Но чем ближе подходила Марина к институту, тем хаотичнее становились её мысли. Всё чаще и чаще возникали вопросы: "А уж так ли велико преступление Григория? Не прав ли он в том, что она, Марина, излишне щепетильна в отношении своего научного творчества? Не является ли её поведение эгоистичным?"

Вчера, задавая себе эти вопросы, Марина отвечала на них отрицательно. Сейчас же она не чувствовала себя уверенной, ей казалось, что она ещё не всё обдумала.

2

Не замечая ни расстояния, ни погоды, ни прохожих, занятая только своими мыслями, Марина подошла к институту.

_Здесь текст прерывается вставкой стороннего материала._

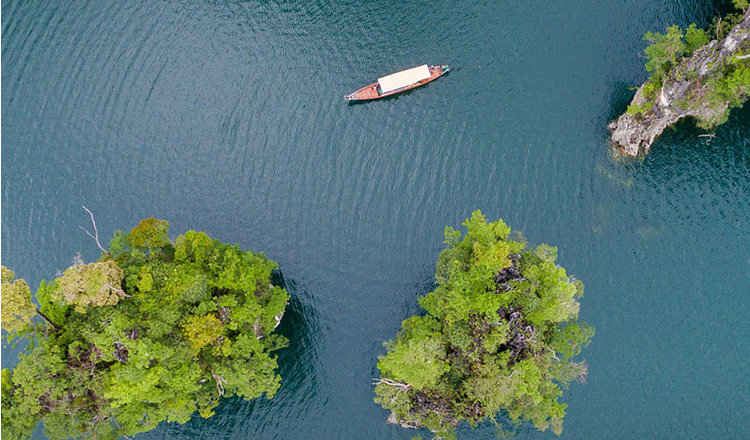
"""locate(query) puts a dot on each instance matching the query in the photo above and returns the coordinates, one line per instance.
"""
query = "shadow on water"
(299, 326)
(726, 144)
(397, 95)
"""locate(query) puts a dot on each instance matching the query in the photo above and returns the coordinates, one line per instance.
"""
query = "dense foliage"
(152, 332)
(499, 334)
(730, 84)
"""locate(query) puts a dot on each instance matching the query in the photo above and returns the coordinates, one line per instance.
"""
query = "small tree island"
(694, 73)
(153, 331)
(500, 331)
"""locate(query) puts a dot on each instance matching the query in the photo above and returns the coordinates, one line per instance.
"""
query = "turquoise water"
(228, 117)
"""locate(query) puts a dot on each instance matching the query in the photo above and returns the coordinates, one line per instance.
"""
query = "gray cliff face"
(681, 93)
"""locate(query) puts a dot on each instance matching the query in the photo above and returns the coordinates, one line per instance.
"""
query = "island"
(152, 332)
(497, 341)
(690, 77)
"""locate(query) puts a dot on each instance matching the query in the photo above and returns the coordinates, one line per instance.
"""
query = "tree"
(664, 50)
(17, 309)
(695, 38)
(500, 333)
(154, 331)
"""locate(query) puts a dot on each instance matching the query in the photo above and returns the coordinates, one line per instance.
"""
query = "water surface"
(228, 117)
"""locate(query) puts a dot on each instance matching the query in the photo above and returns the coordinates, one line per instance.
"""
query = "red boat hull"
(372, 92)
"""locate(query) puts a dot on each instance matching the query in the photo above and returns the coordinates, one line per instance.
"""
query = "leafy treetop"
(499, 334)
(152, 332)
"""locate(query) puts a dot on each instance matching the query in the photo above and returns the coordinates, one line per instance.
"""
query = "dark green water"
(228, 117)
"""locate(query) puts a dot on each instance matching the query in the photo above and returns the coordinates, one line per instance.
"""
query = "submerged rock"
(684, 92)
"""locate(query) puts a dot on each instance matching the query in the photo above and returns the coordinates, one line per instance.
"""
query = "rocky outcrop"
(682, 93)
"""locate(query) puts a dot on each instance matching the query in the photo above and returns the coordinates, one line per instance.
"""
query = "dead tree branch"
(95, 235)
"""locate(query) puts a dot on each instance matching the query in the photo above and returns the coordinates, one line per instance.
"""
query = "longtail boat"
(398, 82)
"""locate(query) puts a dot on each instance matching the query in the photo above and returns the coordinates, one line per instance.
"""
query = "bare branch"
(116, 289)
(39, 312)
(400, 386)
(95, 235)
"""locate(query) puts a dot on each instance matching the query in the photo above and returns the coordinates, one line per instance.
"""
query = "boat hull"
(372, 92)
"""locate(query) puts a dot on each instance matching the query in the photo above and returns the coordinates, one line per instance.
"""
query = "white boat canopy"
(404, 78)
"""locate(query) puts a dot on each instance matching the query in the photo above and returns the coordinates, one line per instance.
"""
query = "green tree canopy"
(17, 309)
(500, 331)
(152, 332)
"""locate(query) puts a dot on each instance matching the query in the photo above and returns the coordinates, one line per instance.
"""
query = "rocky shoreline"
(682, 93)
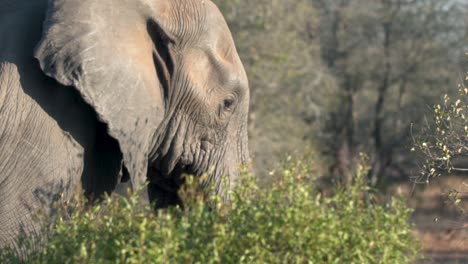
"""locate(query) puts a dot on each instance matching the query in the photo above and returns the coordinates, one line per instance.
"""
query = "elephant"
(95, 93)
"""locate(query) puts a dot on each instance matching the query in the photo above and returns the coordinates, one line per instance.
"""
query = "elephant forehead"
(209, 71)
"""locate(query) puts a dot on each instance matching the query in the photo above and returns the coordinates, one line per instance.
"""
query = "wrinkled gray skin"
(95, 92)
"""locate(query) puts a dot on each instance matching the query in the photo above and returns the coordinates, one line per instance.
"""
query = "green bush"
(288, 222)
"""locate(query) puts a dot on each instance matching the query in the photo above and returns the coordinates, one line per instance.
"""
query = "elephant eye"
(228, 106)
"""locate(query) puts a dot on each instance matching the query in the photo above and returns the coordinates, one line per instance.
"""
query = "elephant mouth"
(170, 181)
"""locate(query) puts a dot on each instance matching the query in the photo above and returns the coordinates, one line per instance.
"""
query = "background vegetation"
(346, 76)
(289, 222)
(328, 78)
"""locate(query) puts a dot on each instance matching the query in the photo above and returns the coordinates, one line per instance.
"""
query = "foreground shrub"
(288, 222)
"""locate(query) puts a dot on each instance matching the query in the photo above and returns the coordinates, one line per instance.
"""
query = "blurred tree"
(390, 59)
(290, 88)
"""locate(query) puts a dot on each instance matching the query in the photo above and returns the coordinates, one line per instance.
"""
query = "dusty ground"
(441, 226)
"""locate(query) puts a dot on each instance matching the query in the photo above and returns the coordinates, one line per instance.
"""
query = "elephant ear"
(104, 49)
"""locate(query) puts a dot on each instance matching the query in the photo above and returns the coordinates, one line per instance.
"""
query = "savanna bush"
(288, 222)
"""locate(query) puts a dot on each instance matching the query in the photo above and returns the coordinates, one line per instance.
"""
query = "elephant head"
(165, 78)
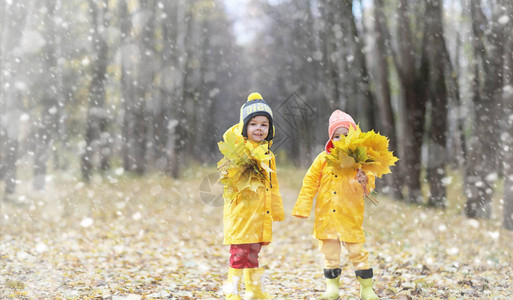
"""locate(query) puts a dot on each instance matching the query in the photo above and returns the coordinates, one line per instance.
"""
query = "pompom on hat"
(256, 106)
(338, 119)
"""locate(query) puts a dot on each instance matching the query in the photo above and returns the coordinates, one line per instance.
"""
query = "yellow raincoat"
(339, 205)
(248, 218)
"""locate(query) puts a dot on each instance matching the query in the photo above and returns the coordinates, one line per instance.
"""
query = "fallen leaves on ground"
(155, 238)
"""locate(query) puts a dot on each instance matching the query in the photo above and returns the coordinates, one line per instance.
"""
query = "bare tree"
(438, 97)
(508, 116)
(413, 73)
(127, 89)
(383, 94)
(96, 136)
(46, 126)
(489, 59)
(14, 18)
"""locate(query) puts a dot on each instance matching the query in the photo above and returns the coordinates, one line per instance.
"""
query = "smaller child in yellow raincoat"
(248, 217)
(339, 212)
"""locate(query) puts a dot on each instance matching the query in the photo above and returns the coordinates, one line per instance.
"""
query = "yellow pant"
(331, 249)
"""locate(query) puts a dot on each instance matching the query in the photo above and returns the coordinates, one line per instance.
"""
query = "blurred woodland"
(144, 86)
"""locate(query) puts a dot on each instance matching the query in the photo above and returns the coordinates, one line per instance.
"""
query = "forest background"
(102, 94)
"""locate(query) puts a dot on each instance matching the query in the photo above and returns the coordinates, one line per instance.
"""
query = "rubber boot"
(332, 284)
(232, 287)
(253, 282)
(365, 279)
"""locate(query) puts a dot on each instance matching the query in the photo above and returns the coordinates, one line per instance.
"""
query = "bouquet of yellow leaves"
(366, 151)
(243, 167)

Институт размещался в большом массивном здании на одной из главных и очень оживлённых улиц. Трудно было отнести его к какому-нибудь определённому архитектурному стилю. Дом представлял собой сочетание стилей, отражавших вкусы, потребности и характер различных эпох. Он был построен в восьмидесятые годы прошлого столетия просвещённым купцом как здание для гимназии. В начале первой мировой войны гимназия была закрыта и в здании разместилась юнкерская школа. Военное ведомство срочно пристроило к двухэтажному дому новое крыло. Пристройка казармы не соответствовала ампиру, в котором был сооружён основной фасад, и сделала здание просто уродливым. После революции здесь разместился государственный банк, а затем Коммунистический университет. К основному фасаду в тридцатые годы было пристроено ещё одно крыло – безвкусное, коробкообразное, с продолговатыми окнами здание в стиле тех, которые появились у нас кое-где в городах в первые пятилетки.

Когда этот дом был передан научно-исследовательскому институту, его вновь реконструировали, но теперь уже коренным образом. Надстройка двух новых этажей смягчила разностильность здания. Но всё же среди однообразных построек старой улицы институт выделялся своей необычностью.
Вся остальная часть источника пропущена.